Karena itu, pernyataan ini benar-benar terkenal di kelompok beberapa anak perdesaan, khususnya yang lahir saat sebelum penggantian milenium. “Tanggung bedug, mbok ana setang ngibing (Tanggung dzuhur, ada setan menari),” demikian yang kerap diperdengarkan.

Tentang hal waktu ke-2 munculnya makhluk gaib ialah tanggung sore atau sandekala. Beberapa anak dekat dengan peringatan orang-tua pada beberapa detik penggantian siang ke malam hari ini.

Beberapa orang yakini, ini ialah waktu keluarnya Kelong, makhluk tidak kasat mata yang dapat menyelong atau melarikan beberapa anak manusia. Konon, pada periode lalu, sering berlangsung ada bocah kecil dicuri dan baru diketemukan pada esok harinya, di tengah-tengah rimba.
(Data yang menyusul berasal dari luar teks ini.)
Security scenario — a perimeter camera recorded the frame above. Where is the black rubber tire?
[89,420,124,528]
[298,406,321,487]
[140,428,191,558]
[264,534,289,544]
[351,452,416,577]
Cerita seram Kelong tidak cuman stop di situ. Warga perdesaan yakini, makhluk gaib ini dapat menyamar jadi apa. Dia menjadi putri yang elok atau pemuda cakap. Juga bisa dia beralih menjadi serupa bagian keluarga korbannya.

Saat keselong, di alam sana, korban akan dijamu dengan bermacam makanan sedap. Ada gulai, sop daging, ikan, ayam, dan bermacam buah-buahan ranum.
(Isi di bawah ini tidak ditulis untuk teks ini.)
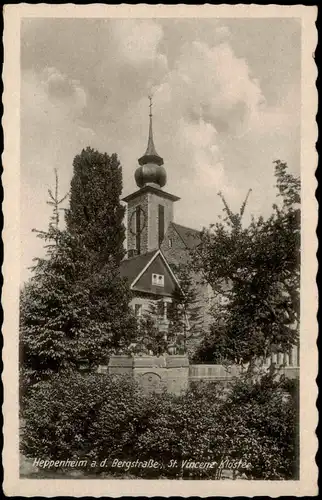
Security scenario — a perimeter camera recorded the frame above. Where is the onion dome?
[134,97,167,188]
Tetapi, itu cuman pandangan sang korban. Waktu diketemukan, umumnya sang pencarian akan mendapati jika korban konsumsi kotoran hewan, cacing, atau bermacam hewan renik memuakkan.

Nah, narasi orang raib di Banyumas yang disambungkan dengan dogma kehadiran Kelong, akhir kali berlangsung di Karangkemojing, Kecamatan Gumelar, Banyumas, April 2018 kemarin. Korbannya ialah Katiyem, nenek pencarian kayu bakar berumur 60-an tahun.

Setiap hari, Katiyem menolong suaminya cari kayu bakar di tepi rimba tepian kebun masyarakat dengan Perhutani. Seputar jam 10.00 WIB, si suami sempat memerintah Katiyem ambil kapak di timbunan kayu tepi rimba.
Tetapi, sampai beberapa saat selanjutnya, Katiyem tidak kembali lagi bawa kapak. Si suami tidak mengetahui, waktu itu Katiyem telah raib di rimba. Lelah menanti, si suami lalu susul ke timbunan kayu yang jaraknya tidak terlalu jauh. Tetapi, dia tidak mendapati Katiyem di situ.
“Suami korban sempat memberikan laporan peristiwa itu pada pihak dusun untuk lakukan penelusuran,” sebut Komandan Team Reaksi Cepat (TRC) Tubuh Pengendalian Musibah Wilayah (BPBD) Banyumas, Kusworo, waktu itu.
Berita raibnya Katiyem cepat menebar sampai memantik beberapa kekuatan SAR untuk tergabung cari kehadiran orang raib ini. Mereka berkejaran dengan waktu.